Media Cloud: Topics: Measuring Influce
======================================

At this point you have a topic created in Media Cloud - a corpus of open-news web content related to an issue you want to investigate, discovered on mulitple platforms across the internet. The topic includes influence metrics beyond the normal data collected by Media Cloud.

* Linking Metrics
* Social Sharing Metrics

Our API lets exposes a few key endpoints for analyzing attention within a topic:
* `topicStoryList`:  page through the actual stories that match your query in the topic (read the [low level docs](https://github.com/berkmancenter/mediacloud/blob/master/doc/api_2_0_spec/topics_api_2_0_spec.md#storieslist))

## Setup a Connection and Some Constants

In [None]:
# Grab your API key from the environment variable and create a client for talking to Media Cloud
import os, mediacloud.api
from dotenv import load_dotenv
from IPython.display import JSON
load_dotenv()  # load config from .env file
mc = mediacloud.api.MediaCloud(os.getenv('MC_API_KEY'))
mediacloud.__version__

In [None]:
# we'll use this topic for the explanantion
SOURDOUGH_TOPIC = 4138
# find the latest snapshot
snapshots = mc.topicSnapshotList(SOURDOUGH_TOPIC)
latest_snapshot_id = snapshots[0]['snapshots_id'] # grab the id of the latest snapshot
# pull out the automatically-generated monthly timespans, and the overall one
timespans = mc.topicTimespanList(SOURDOUGH_TOPIC)
overall_timespan = [t for t in timespans if t['period'] == 'overall'][0]
monthly_timespans = [t for t in timespans if t['period'] == 'monthly']
# grab a subtopic to work with as well
focal_sets = mc.topicFocalSetList(SOURDOUGH_TOPIC)
reddit_foci_id = focal_sets[0]['foci'][0]['foci_id']
# and some timespans in the reddit subtopic
reddit_timespans = mc.topicTimespanList(SOURDOUGH_TOPIC, foci_id=reddit_foci_id)
reddit_overall_timespan = [t for t in reddit_timespans if t['period'] == 'overall'][0]
reddit_monthly_timespans = [t for t in reddit_timespans if t['period'] == 'monthly']

## Linking Metrics

We extract the links in every story, giving us a network map of who links to who at the story and media level. 
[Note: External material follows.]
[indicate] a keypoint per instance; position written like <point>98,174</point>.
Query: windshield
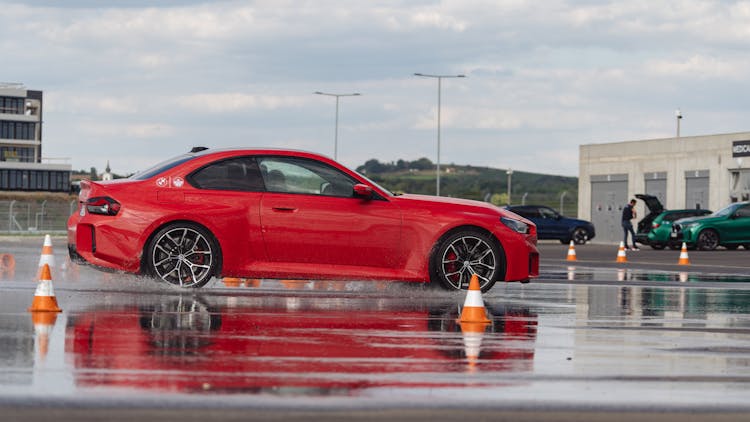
<point>162,167</point>
<point>728,210</point>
### Media Inlinks and Outlinks

We find link behaviour at the media source level to be far more useful than at the story level for aggregate network analysis.

In [None]:
# what was the top media sources linked to in the entire corpus?
top_media_by_media_inlink = mc.topicMediaList(SOURDOUGH_TOPIC, sort='inlink')
[m['name'] for m in top_media_by_media_inlink['media'][:10]]

In [None]:
# and what about in stories just from reddit?
top_media_by_media_inlink = mc.topicMediaList(SOURDOUGH_TOPIC, timespans_id=reddit_overall_timespan['timespans_id'], sort='inlink')
[m['url'] for m in top_media_by_media_inlink['media'][:10]]

### Inlinks and Outlinks

In [None]:
# and what was to story that had the most *media* linking to it?
top_stories_by_media_inlink = mc.topicStoryList(SOURDOUGH_TOPIC, sort='inlink')
[s['url'] for s in top_stories_by_media_inlink['stories'][:10]]

You'll note that there is some garbage in here - for instance the Instagram login page. That always happens in topics, and you just have to weed it out.
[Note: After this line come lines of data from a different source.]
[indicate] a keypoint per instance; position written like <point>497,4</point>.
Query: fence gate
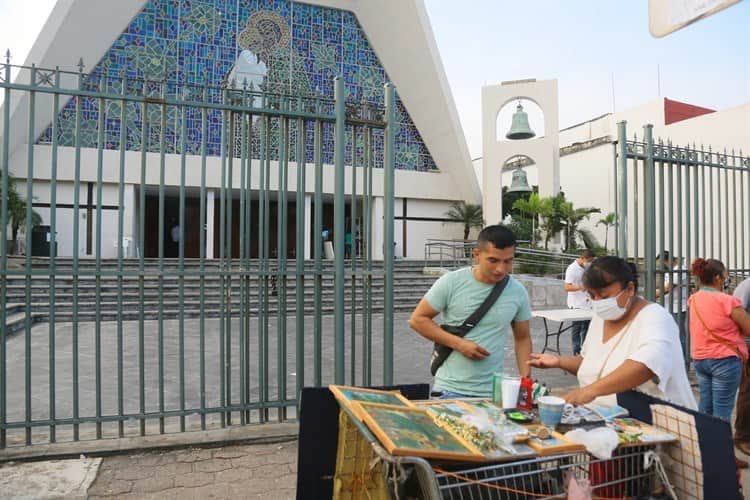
<point>689,201</point>
<point>217,317</point>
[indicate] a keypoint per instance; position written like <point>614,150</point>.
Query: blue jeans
<point>683,326</point>
<point>718,380</point>
<point>578,331</point>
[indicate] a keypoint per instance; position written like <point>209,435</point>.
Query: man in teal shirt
<point>456,295</point>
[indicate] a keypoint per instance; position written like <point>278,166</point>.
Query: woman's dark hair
<point>706,270</point>
<point>609,269</point>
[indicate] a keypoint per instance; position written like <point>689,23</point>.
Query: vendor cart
<point>364,469</point>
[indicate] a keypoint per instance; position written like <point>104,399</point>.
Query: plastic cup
<point>497,388</point>
<point>511,386</point>
<point>550,410</point>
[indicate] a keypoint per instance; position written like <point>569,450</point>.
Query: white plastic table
<point>561,316</point>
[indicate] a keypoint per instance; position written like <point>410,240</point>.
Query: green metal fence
<point>195,342</point>
<point>688,201</point>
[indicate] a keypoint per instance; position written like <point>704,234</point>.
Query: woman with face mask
<point>717,324</point>
<point>631,343</point>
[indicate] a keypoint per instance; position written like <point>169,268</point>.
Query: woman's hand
<point>543,360</point>
<point>580,396</point>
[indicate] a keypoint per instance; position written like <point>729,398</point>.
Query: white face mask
<point>608,309</point>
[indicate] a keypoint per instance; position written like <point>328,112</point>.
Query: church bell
<point>519,128</point>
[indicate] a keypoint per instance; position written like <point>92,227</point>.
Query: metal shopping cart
<point>364,469</point>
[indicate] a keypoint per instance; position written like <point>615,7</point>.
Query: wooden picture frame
<point>554,445</point>
<point>411,431</point>
<point>348,395</point>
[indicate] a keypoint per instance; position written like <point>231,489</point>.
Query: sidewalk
<point>244,471</point>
### Shortcut: Automatically Generated Link Maps

With all this information, we automatically generate link maps in .svg and .gexf format for every `timespan`. You can visit yout topic's "Export" tab to view and download those.

## Social Sharing Metrics

We've recently added "beta" support for ingesting open web news stories that are sharing on social media sites - links posted to reddit, top links from Google News, etc (more coming soon!). You add these as "platforms" while creating your topic. Each social media platform gets an automatically generated subtopic that includes sharing metrics at the story and media level.
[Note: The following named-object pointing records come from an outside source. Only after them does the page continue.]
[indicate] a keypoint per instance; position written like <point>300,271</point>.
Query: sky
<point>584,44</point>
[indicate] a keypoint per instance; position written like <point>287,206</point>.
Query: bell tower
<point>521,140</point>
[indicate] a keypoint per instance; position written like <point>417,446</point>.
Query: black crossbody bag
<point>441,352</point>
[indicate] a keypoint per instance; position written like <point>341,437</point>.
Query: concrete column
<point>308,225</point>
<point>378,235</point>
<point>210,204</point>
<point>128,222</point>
* `post_count`: The number of *times* a link to a story, or media source, was posted in matching content we found on that platform
* `author_count`: The number of *unique authors* who posted a link to a story, or media source, was posted in matching content we found on that platform
* `channel_count`: The number of *unique "channels"* in which a link to a story, or media source, was posted in matching content we found on that platform. Channels mean different things for each platform - for reddit they are the subreddit; Google News doesn't have a channel; when we add YouTube it will be the video's channel.

We also add in the overall Facebook share count for the story. This is across all of Facebook, so it isn't an indication of *relevant* social sharing (ie. it could be a link shared by someone not actually discussing your issue). For this reason we tend to use this less often than we used to.

In [None]:
# Grab story most posted of all the stories discovered on Reddit
top_posted_on_reddit = mc.topicStoryList(SOURDOUGH_TOPIC, timespans_id=reddit_overall_timespan['timespans_id'], sort='post_count')
top_story_on_reddit = top_posted_on_reddit['stories'][0]
top_story_on_reddit['url']

In [None]:
# check if this was all from one account or not
print("posted {} times".format(top_story_on_reddit['post_count']))
print("by {} unique users".format(top_story_on_reddit['author_count']))
print("in {} subreddits".format(top_story_on_reddit['channel_count']))